社会保険庁の抜本改革は実現するのか

執筆者:山田利三2007年5月号

組織の解体・改革を手ばやく進め、年金そのものの信頼回復と制度立て直しを図るべきなのに、厚労省などは抵抗三昧。はたして成算は――。 三月二十八日早朝、東京・虎ノ門。ホテルオークラ地階の料理店「山里」では、自民、公明両党の幹事長、政調会長、国対委員長が朝食の席を囲んでいた。会食の話題は、今国会に提出された法案を審議する優先順位だった。「労働法制が先ではないですか。安倍(晋三)総理の『再チャレンジ』にも合致しますし」 話が厚生労働分野の法案に及ぶと、公明党の北側一雄幹事長は、残業代の割増率アップなどを盛り込んだ労働基準法改正案など労働関連の三法案を先に審議するよう求めた。それに対して自民党の中川秀直幹事長、二階俊博国対委員長らはやんわりと反論した。

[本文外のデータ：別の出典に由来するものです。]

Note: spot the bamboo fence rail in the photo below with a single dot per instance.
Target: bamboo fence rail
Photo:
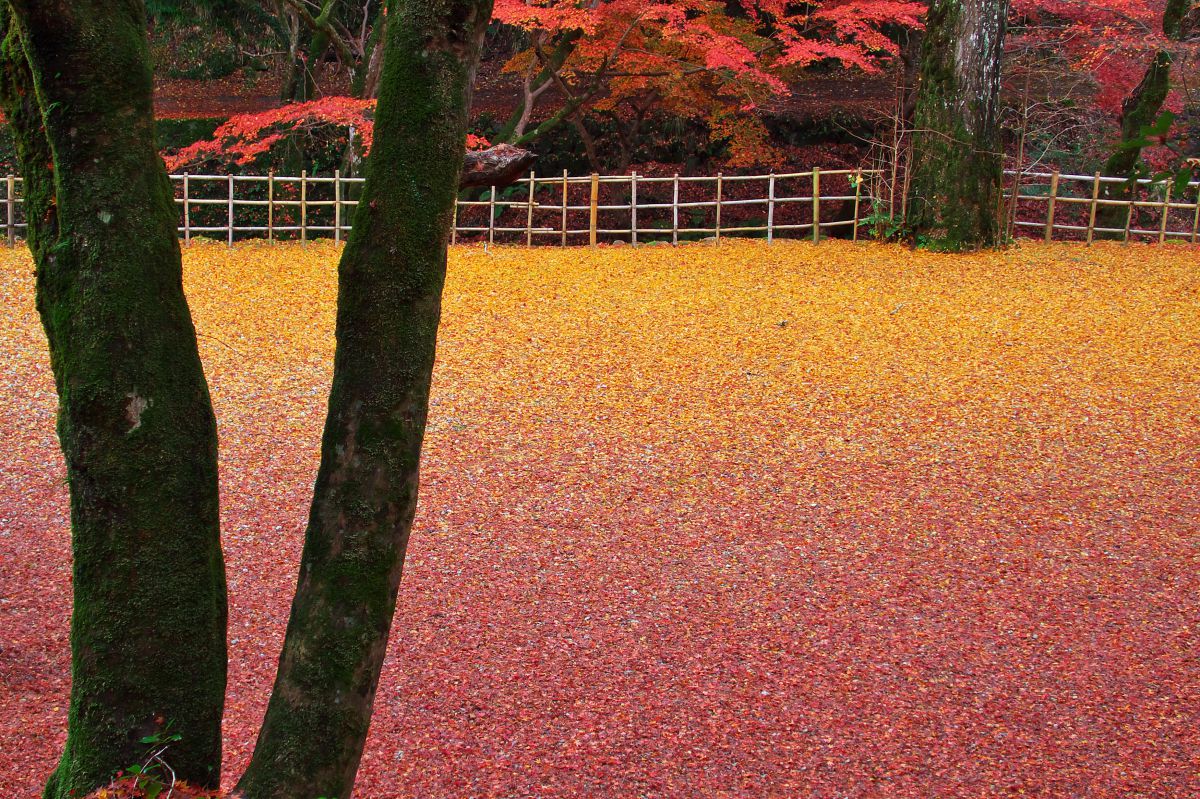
(639, 209)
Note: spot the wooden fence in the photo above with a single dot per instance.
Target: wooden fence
(639, 209)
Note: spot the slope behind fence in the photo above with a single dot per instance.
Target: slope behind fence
(637, 209)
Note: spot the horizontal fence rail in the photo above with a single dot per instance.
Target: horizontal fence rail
(642, 209)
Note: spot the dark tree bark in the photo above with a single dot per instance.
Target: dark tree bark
(135, 418)
(957, 158)
(390, 283)
(498, 166)
(1139, 110)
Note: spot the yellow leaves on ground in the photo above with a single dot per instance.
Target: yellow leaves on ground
(737, 520)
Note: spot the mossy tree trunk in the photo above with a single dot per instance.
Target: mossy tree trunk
(1139, 110)
(135, 418)
(390, 283)
(957, 166)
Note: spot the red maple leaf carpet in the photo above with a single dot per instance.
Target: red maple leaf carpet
(736, 521)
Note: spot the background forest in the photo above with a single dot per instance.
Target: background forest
(691, 85)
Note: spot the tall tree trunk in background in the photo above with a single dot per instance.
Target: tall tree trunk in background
(1138, 112)
(958, 160)
(390, 283)
(136, 425)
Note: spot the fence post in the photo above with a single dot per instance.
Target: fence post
(1133, 206)
(337, 205)
(1091, 217)
(675, 212)
(858, 200)
(304, 205)
(633, 209)
(533, 184)
(771, 209)
(229, 242)
(1167, 212)
(1195, 220)
(491, 216)
(594, 211)
(10, 200)
(565, 193)
(1054, 198)
(816, 205)
(719, 192)
(187, 210)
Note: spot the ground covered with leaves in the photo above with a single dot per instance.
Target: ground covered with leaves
(711, 521)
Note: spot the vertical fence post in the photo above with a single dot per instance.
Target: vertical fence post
(594, 210)
(304, 205)
(1167, 212)
(1133, 206)
(633, 209)
(719, 192)
(1195, 220)
(533, 184)
(816, 205)
(858, 202)
(675, 211)
(567, 185)
(771, 209)
(1091, 216)
(491, 216)
(1054, 199)
(11, 203)
(229, 242)
(337, 205)
(187, 210)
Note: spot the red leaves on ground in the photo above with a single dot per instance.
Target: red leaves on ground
(736, 521)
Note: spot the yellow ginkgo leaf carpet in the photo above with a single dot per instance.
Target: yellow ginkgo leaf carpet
(711, 521)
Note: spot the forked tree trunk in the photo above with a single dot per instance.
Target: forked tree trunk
(148, 647)
(390, 283)
(957, 158)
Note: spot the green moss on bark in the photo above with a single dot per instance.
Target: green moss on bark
(390, 283)
(135, 419)
(957, 162)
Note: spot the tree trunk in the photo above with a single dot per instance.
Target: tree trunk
(390, 283)
(957, 158)
(135, 418)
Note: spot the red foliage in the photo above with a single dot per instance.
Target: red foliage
(697, 59)
(245, 138)
(1109, 40)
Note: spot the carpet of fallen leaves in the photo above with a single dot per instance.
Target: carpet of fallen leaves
(737, 521)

「いや、総理は社会保険庁の解体を言っておられる。社保庁改革に道筋をつけるのが先でしょう」 国会の会期は六月二十三日まで。七月二十二日に参議院選挙を控えているため、延長は難しい。さらに会期中に参院選の前哨戦とされる統一地方選挙(四月八日、二十二日)や福島、沖縄両県での参院補欠選挙(四月二十二日)がはさまり、法案の審議日程は極めて窮屈だ。厚労分野の大型法案は労働関連法案と社保庁改革法案だが、審議が後回しになった方は成立に黄信号が灯りかねない。